Nonostante la sua povertà, aiutava tutti; nessuno mai è uscito a mani vuote dalla sua sacrestia. Orgoglioso del “suo San Giovanni”, di cui per cinquanta anni e più fu Rettore, ha speso tutti i suoi beni per renderlo bello e adeguato il più possibile alla liturgia rinnovata. Era sovente in giro per l’Italia, richiesto dal Nord al Sud, alla Sardegna, a predicare le S. Quarantore o le Sante Missioni. Quando tornava, stanco ma contento, raccontava con entusiasmo quello che aveva fatto. Non chiedeva nulla di ricompensa, rispondendo semplicemente: “Quello che faccio è per il Signore e la Madonna” di cui era devoto.

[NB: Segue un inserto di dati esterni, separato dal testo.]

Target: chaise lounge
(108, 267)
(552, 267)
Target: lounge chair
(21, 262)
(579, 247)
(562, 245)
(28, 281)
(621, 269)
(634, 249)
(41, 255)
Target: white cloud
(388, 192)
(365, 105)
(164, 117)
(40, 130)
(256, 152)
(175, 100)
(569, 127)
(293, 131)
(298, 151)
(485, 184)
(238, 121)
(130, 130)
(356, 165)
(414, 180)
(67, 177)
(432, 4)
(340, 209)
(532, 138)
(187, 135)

Il giorno che ricevette la nomina di Monsignore, lo vidi gioioso anche se voleva far vedere indifferenza; dietro quella scorza dura, nei suoi occhi un velo di commozione. Era la festa dell’Ascensione quando si vide per la prima volta in Duomo alla Santa Messa solenne con la veste rossa da Monsignore (”quella nera bordata - diceva - è feriale; quella rossa per le solennità“).

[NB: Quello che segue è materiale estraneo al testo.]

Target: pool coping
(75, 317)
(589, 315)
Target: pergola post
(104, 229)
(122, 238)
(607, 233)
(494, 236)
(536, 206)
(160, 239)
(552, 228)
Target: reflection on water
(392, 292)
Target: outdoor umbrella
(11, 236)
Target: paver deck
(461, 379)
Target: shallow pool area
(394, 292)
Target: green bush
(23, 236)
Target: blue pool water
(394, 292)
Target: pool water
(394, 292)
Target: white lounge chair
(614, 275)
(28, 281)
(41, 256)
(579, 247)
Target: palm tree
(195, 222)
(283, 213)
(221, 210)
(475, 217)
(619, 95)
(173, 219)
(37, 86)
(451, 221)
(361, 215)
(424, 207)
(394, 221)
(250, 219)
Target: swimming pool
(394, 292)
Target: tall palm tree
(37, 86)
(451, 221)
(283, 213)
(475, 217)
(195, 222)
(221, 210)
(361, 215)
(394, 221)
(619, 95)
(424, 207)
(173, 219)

Sovente predicava in Duomo il mese mariano e a giugno quello del Sacro Cuore; e con quanto zelo si prodigava, contento della numerosa partecipazione dei fedeli.

Penso alle funzioni nella ricorrenza dei vari santi che onorava con solennità: San Mauro, San Fermo, Santa Rita, San Giovanni Battista. Nella festa della Madonna di Loreto, invitava sempre a predicare Mons. Carlo Angeleri, Vescovo ausiliare, compagno di scuola e amico.

Non mancava ogni giorno la passeggiata fino a Campoferro, leggendo il breviario o recitando il rosario. Al ritorno si fermava dai Padri Barnabiti, incontrando gli amici Padre Colciago e Padre Battaini. Sapendo delle sue lunghe camminate, da loro era chiamato amichevolmente “don Beniamino, professione podista”.

Nelle sere d’estate tornava con me a sedersi sulle panchine dietro all’Istituto a prendere un po’ di fresco dallo Staffora.

Quando le forze cominciavano a diminuire, non potendo più arrivare ai Barnabiti, andava all’Oratorio dai Canossiani, dove faceva coppia fissa con Padre Gaetano, guardando giocare i giovani e commentando  gli eventi quotidiani.

Altro amico fedele fu Ambrogio Casati, che sovente veniva a trovarlo. Si discuteva di arte sacra (per anni Don Beniamino fu membro della Commissione Diocesana di Arte Sacra) e si progettava l’adeguamento dell’Oratorio di San Giovanni alle direttive della riforma liturgica.

Quando purtroppo la salute ha cominciato a fermarlo, per lui è stato un momento di ulteriore sofferenza, accettata però con serenità.

Tutti i giorni il suo ritiro era in sacrestia, dove lo si trovava dopo la celebrazione della Santa Messa.

E li aspettava sempre chiunque andasse a fargli visita, per fare quattro chiacchiere. Le visite assicurate erano di Don Emilio Villani, parroco di Sant’Antonino, suo carissimo amico che passava immancabilmente al martedì e venerdì, scendendo a Voghera per il mercato; e tutti i giorni l’Arciprete Mons. Boveri.

In lui si vedeva la gioia dal come li riceveva.

Quando le condizioni di salute andarono gravemente peggiorando, e la sua fedelissima domestica Carolina non era più in grado di assolvere all’assistenza in quanto anziana anche lei, si dovette allontanarlo dal “suo San Giovanni”, con grande difficoltà e sua sofferenza.

Nel settembre del 1978 fu portato all’ospedale di Stradella, dove venne assistito dai nipoti, residenti in Broni. A ottobre venne trasferito a Castelnuovo Scrivia.

Il sottoscritto con Mons. Boveri più volte alla settimana andavamo a trovarlo. Per lui era una gioia. La sera del 2 giugno, avvisati dai nipoti, corremmo al suo capezzale dove trovammo anche Mons. Libero Meriggi, Vicario Generale.

Insieme a don Beniamino, ancora cosciente, abbiamo recitato il Padre Nostro. Per sollevarlo, gli feci intendere che lo portavamo a casa, e ho visto sul suo volto una lacrima insieme a un sorriso, come per dire “Finalmente torno a San Giovanni”.

Il giorno del funerale, celebrato in Duomo dal Vescovo Mons. Luigi Bongianino, c’era molta gente e tanti sacerdoti, a dirgli ancora una volta grazie per quello che ci ha dato.